Robert Power kicked things off entertainingly, confessing he had spent time in his youth as both a revolutionary socialist and a Seventh-Day Adventist. The creepy religious twins in his reading from In Search of the Blue Tiger certainly bespoke this experience.

Next up was Maggie Groff, who had already won my heart by chatting comfortably with yellow-shirted Leon – a local street identity and serial attendee of protests and literary events. Maggie read one of the opening scenes from her book Mad Men, Bad Girls and the Guerilla Knitters Institute, a light crime read that delves into the world of cults in northern NSW and south Queensland.

Then up stepped Chris Flynn sporting a shaved head, thick black-rimmed glasses and a gentle Irish accent. After a few introductory remarks, he excused himself to “get into character”. He turned his back to the audience, bent at the waist and kept us in amused suspense before reappearing clad in a black balaclava (minus the glasses).

The narrator of Flynn’s Tiger in Eden is Billy Montgomery, a Protestant hard man from Belfast who is hiding out in Thailand, and we were treated to a section of Billy’s experience on vipassana.

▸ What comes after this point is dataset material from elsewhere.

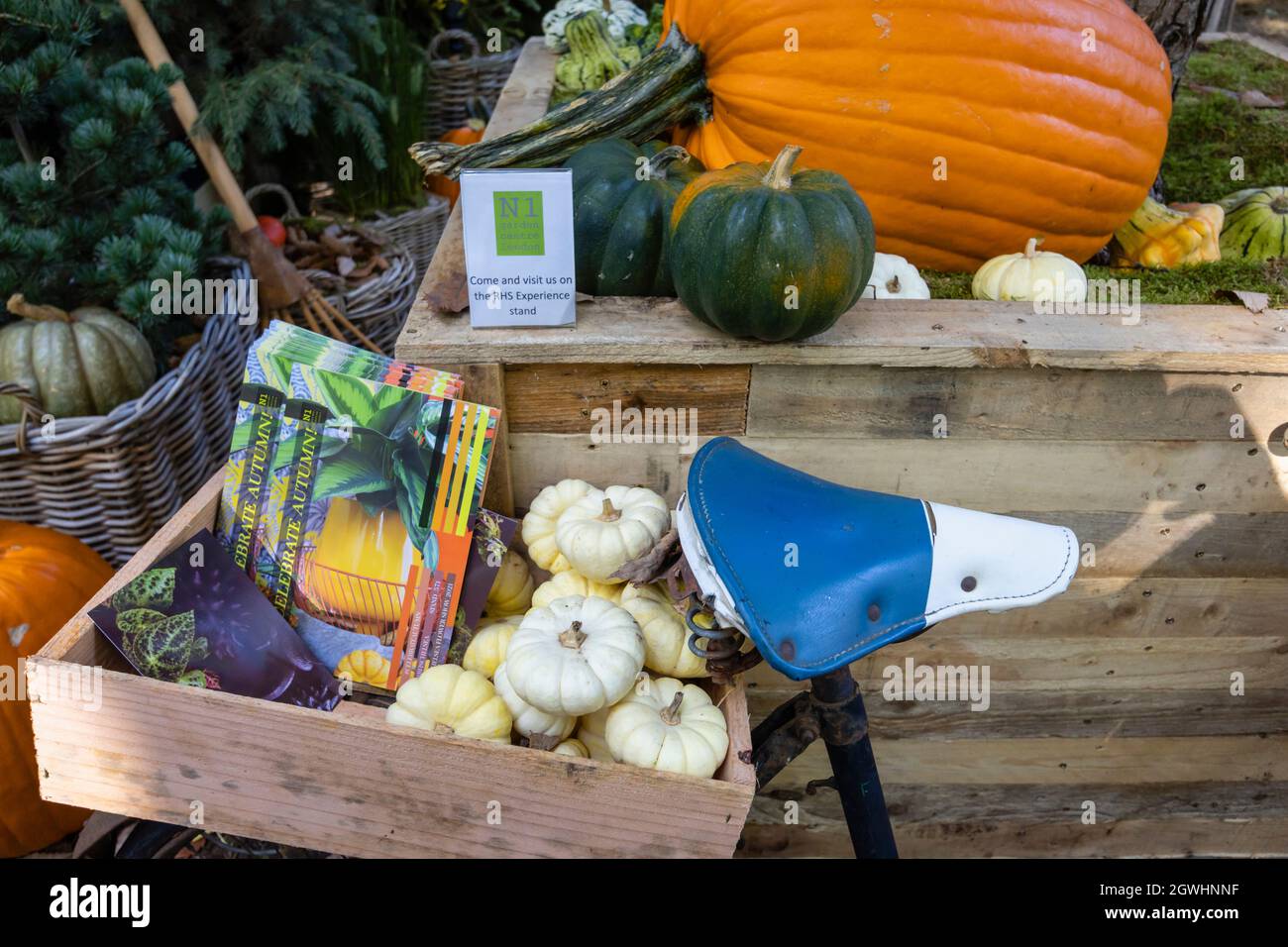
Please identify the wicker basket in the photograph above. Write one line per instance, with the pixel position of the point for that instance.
(378, 307)
(114, 480)
(454, 81)
(416, 231)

Vipassana is of course a silent meditation retreat, and Flynn’s frenetic delivery of Billy’s inner monologue – complete with a thick Belfast accent, slang and swear words – made for a hilarious contrast with the supposed calm of his environs.

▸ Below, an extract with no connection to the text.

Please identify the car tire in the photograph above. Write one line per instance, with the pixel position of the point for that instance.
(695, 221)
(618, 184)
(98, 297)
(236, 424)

Since I bought the book afterwards (a first in all my time at the Wheeler Centre), I can reproduce here my favourite section from the reading, when Billy leaves the guided walking meditation and encounters a trail of ants that draw his attention:

“Fuck they’re amazing so they are in a world of their own they don’t give a fuck about us humans and our aul problems, they’ve got attitude too this big red one crawled past me I was sitting on the ground watching them and he must have seen me or something, the wee bastard stops and looks right up at me as if to say what the fuck do you want fuck off out of here or I’ll bite ye. I’m about a thousand times his size or something, I could crush him no bother and he still comes at me all threatening like did you not hear me get to fuck. I jumped up thinking, aye all right pal take it easy I’m going now. I had to sit somewhere else and hope he didn’t come back, the wee fucker set of balls on him like.”

Is Flynn indebted Irvine Welsh? Billy’s mix of humour, boredom and quickness to violence are reminiscent of Trainspotting’s Begbie, and the first-person form accentuates the similarity. I love Welsh anyway, and Tiger in Eden is so well realised it shouldn’t really matter. The sex scenes (of which there are many) and the long full moon party scene are written lightly and convincingly. Billy’s character becomes more sympathetic as his horrific past bubbles up to confont hime, and this process gives the book its structure and abiding sense of hope.

Give Tiger in Eden to a boy aged 15-50 and see if they don’t devour it in one or two sittings.

Of course, the fourth author at our Debut Mondays event (yes, we’re back in The Moat) did not fall into this demographic. She was the 11 year-old Eliza Baker, winner of the 2011 John Marsden Prize for Best Short Story/ First Chapter of a Novel by a writer under the age of 18. As a man in a balaclava dropped F and C-bombs with abandon, Eliza’s dad seemed rather unamused – but her mum was cracking up.

Eliza then stood up and read Chapter One of her novel in progress, South Spirit: The Locket Heart. It was cute and magical, and warmly applauded. After her experience at The Wheeler Centre, however, perhaps Chapter Two will be a bit different.